The local bourse has returned more than 62 per cent year-to-date (YTD), positioning Nigeria among the world’s best-performing equity markets and the second-best in dollar terms, as investors rapidly recoup losses triggered by previous currency devaluations.
Despite the sharp rally, market analysts argue that Nigerian equities remain fundamentally undervalued, even as technical indicators suggest near-term overbought conditions.
The sustained market momentum has been underpinned by improving macroeconomic reforms, stronger corporate earnings, renewed foreign investor confidence, and deep domestic institutional liquidity.
Since assuming office, President Bola Tinubu’s administration has dismantled costly fuel subsidies and liberalised the foreign exchange market, reforms that significantly improved investor sentiment after years of market distortions caused by an overvalued naira and restricted FX access.
The macro outlook has also strengthened. The International Monetary Fund projects Nigeria’s economy will expand by 4.1 per cent this year, up from 3.3 per cent when the current administration took office three years ago. In 2025, both Moody’s Ratings and Fitch Ratings upgraded Nigeria’s sovereign credit outlook, further reinforcing confidence in the country’s financial markets.

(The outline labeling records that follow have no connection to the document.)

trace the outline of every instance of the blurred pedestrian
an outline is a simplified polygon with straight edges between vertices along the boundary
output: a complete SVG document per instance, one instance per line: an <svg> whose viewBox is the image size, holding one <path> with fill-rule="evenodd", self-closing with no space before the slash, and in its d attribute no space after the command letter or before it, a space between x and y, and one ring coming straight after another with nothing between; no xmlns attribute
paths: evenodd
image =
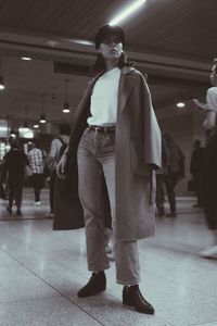
<svg viewBox="0 0 217 326"><path fill-rule="evenodd" d="M171 133L164 133L163 138L168 149L168 167L165 175L166 192L169 201L170 213L168 217L177 216L175 188L178 181L184 177L184 154L180 146L174 140Z"/></svg>
<svg viewBox="0 0 217 326"><path fill-rule="evenodd" d="M190 162L190 173L192 174L192 181L195 185L195 192L196 192L196 203L193 208L202 208L203 200L202 200L202 170L204 164L204 148L201 147L201 140L195 139L193 142L193 152L191 155Z"/></svg>
<svg viewBox="0 0 217 326"><path fill-rule="evenodd" d="M207 259L217 259L217 59L214 59L210 83L213 87L206 92L206 103L197 100L197 104L205 112L203 127L207 140L204 155L204 168L202 174L203 206L207 226L212 231L213 246L201 251L200 255Z"/></svg>
<svg viewBox="0 0 217 326"><path fill-rule="evenodd" d="M35 202L34 205L38 206L40 202L41 189L44 187L44 160L46 152L39 148L38 139L34 139L29 143L28 160L29 165L33 171L33 176L30 177L30 183L34 188Z"/></svg>
<svg viewBox="0 0 217 326"><path fill-rule="evenodd" d="M46 217L54 217L54 198L55 198L55 183L56 183L56 164L64 153L71 135L71 126L62 124L60 126L60 135L55 137L51 142L50 153L46 158L47 166L50 170L50 213L46 214Z"/></svg>
<svg viewBox="0 0 217 326"><path fill-rule="evenodd" d="M25 166L28 165L28 159L17 139L11 142L10 151L4 155L4 173L9 187L8 212L12 213L13 201L16 204L16 215L21 216L22 192L25 179Z"/></svg>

Higher global crude oil prices, triggered partly by geopolitical tensions involving Iran, have also provided fiscal relief for Nigeria, where oil exports account for nearly one-third of government revenues.

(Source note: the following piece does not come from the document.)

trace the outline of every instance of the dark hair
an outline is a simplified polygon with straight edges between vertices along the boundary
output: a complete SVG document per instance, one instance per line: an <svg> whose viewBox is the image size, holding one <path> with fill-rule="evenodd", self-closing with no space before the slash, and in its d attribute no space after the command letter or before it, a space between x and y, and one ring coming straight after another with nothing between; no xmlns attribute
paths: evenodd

Corporate fundamentals have equally supported the market’s re-rating. Energy firms such as Aradel Holdings have benefited from stronger oil-linked revenues and improved pricing dynamics, while industrial counters, including BUA Cement and Lafarge Africa, have continued to attract significant institutional accumulation.
Foreign portfolio investment has rebounded to multi-year highs, although analysts note that the major driver of the rally remains strong domestic liquidity, particularly from Pension Fund Administrators (PFAs), which have steadily increased their exposure to equities in search of higher real returns.

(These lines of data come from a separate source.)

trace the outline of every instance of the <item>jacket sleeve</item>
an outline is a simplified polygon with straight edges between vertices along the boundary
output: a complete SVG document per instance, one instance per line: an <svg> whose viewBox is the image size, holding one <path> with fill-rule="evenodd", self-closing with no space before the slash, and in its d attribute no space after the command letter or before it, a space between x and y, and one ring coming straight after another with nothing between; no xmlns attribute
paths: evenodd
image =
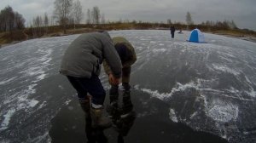
<svg viewBox="0 0 256 143"><path fill-rule="evenodd" d="M102 44L105 61L109 66L113 77L119 78L122 74L121 60L113 47L111 37L105 36L102 38Z"/></svg>
<svg viewBox="0 0 256 143"><path fill-rule="evenodd" d="M123 67L131 66L131 65L134 64L135 61L137 60L137 55L136 55L134 48L131 44L129 44L127 46L129 46L129 49L130 49L130 51L131 53L131 55L129 60L126 61L125 63L124 63Z"/></svg>
<svg viewBox="0 0 256 143"><path fill-rule="evenodd" d="M103 60L103 67L106 74L109 75L110 73L112 73L111 69L108 64L107 63L106 60Z"/></svg>

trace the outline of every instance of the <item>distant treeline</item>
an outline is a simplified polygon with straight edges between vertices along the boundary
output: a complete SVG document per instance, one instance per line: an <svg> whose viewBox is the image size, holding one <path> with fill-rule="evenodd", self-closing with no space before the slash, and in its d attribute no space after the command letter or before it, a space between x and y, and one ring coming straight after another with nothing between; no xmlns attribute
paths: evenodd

Market valuations remain compelling compared with peer markets. The NGX ASI began the year trading at a trailing price-to-earnings (P/E) ratio of 6.92x, well below its five-year average of 10.65x and significantly cheaper than Egypt’s 8.47x and South Africa’s 16.28x.
This relatively low valuation profile continues to provide a margin of safety for investors entering the market, even after the recent surge in share prices.
Technically, however, the market is showing signs of overheating.
Following its breakout above the 200,000 psychological level, the market quickly advanced toward 250,000, reaching fresh record highs. During much of the first quarter, the 14-day Relative Strength Index (RSI) remained above 75, indicating overbought conditions before moderating during the ongoing consolidation phase in May.
Trading activity has also weakened notably in recent sessions. Daily volume has declined by about 34 per cent, while turnover has dropped roughly 55 per cent during the latest bearish cycle, with recent trading volumes falling to around 1.04 billion shares valued at N41.5 billion.
Analysts, however, interpret the decline in trading activity as a normal cooling phase rather than evidence of aggressive institutional selling. The market’s breadth remains firmly positive, with gainers consistently outpacing losers by more than two-to-one in several sessions.
According to market watchers, the ongoing pullback reflects profit-taking after an extended rally rather than a reversal of the broader uptrend, especially as corporate earnings continue to support higher equity valuations.
With inflation gradually moderating and the naira showing signs of stability, cost pressures on corporates are easing, allowing earnings-per-share growth to remain resilient across key sectors.
Although short-term volatility is expected after the market’s massive YTD gains, analysts maintain that the broader technical and fundamental outlook for Nigerian equities remains strongly bullish, supported by structural reforms, improving liquidity conditions, and sustained earnings growth.